Si las cosas son como yo estoy diciendo, algunos pudieran alegar que Dios es injusto, porque quizás dirían que muchos inocentes están muriendo a causa del Covid-19, sin embargo; la dura realidad es que no hay inocentes, puesto que todos somos pecadores (Romanos 3:23), por lo que absolutamente todos merecemos la justa retribución del pecado, la muerte (Romanos 6:23). Me imagino a algunos lectores indignados diciendo ¿pero y qué de los niños? ¿Acaso no son ellos unos angelitos? Este… ¿Qué les digo? Los niños no son unos angelitos. Me atreveré a utilizar las palabras del obispo J.C. Ryle, el cual dice que los niños no son angelitos, sólo son pequeños pecadores. Un ejemplo de esto es lo que el salmista David expresa en el salmo 51:5 al decir: “En verdad, soy malo desde que nací; soy pecador desde el seno de mi madre”. (Versión Dios Habla Hoy). Admito que esto suena duro, pero es la verdad, y como dicen por ahí, es mejor que nos hieran con la verdad y no que nos engañen con la mentira (o como sea que diga el dicho).

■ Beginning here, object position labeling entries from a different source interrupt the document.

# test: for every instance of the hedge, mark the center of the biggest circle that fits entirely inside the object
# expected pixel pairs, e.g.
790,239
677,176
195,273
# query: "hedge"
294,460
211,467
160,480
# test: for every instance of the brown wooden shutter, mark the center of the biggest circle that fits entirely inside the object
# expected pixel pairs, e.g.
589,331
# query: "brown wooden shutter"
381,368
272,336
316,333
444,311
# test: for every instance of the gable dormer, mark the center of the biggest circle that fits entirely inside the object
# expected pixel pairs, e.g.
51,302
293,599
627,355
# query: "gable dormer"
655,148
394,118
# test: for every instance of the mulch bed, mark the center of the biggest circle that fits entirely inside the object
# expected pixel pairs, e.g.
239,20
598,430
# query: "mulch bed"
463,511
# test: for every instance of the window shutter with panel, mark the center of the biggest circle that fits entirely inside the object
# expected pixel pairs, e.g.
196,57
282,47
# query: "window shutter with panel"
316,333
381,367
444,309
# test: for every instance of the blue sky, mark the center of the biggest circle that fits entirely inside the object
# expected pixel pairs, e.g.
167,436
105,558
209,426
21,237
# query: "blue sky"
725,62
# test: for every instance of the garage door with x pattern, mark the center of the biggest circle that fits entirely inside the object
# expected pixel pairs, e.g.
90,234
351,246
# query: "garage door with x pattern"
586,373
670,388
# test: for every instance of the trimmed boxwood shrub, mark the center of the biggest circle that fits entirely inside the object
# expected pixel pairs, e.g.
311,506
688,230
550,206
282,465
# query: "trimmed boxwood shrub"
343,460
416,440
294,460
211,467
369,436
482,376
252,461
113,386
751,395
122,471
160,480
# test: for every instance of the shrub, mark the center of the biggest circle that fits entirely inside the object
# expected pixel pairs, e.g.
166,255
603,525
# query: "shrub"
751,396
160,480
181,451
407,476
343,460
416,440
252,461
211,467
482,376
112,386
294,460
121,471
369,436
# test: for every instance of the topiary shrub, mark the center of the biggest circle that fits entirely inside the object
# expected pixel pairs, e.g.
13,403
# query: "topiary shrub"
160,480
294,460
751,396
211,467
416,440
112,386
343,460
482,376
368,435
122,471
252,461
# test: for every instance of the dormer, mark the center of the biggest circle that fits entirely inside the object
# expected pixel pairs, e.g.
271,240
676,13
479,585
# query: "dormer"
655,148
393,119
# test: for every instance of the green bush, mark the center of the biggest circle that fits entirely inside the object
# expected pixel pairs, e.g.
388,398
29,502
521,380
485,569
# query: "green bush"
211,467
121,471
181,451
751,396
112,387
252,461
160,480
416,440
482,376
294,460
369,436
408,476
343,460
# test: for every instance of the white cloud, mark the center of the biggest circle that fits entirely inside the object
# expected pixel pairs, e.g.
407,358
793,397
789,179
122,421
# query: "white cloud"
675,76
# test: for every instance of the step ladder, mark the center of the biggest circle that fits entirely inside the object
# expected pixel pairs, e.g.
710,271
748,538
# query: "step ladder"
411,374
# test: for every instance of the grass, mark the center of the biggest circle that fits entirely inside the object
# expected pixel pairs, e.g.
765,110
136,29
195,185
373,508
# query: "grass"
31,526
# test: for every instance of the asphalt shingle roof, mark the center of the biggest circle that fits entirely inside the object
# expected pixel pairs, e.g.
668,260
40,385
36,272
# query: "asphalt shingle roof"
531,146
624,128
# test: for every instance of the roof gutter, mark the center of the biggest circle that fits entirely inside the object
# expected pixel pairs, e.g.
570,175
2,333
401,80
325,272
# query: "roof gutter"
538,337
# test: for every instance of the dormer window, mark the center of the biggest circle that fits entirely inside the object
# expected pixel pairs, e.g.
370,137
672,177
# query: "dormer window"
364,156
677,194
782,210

Estimados lectores, concluiré con un consejo: pienso que en vez de fustigar a Dios por las cosas malas y merecidas que ocurren, es mejor agradecer por los momentos buenos y felices de los cuales no somos merecedores y Él por su inmensa misericordia, nos hace participes de los mismos, y en lo que a esta pandemia respecta, creo que lo más sensato es que nos humillemos y pidamos a Dios que perdone nuestros pecados y que sane nuestra tierra.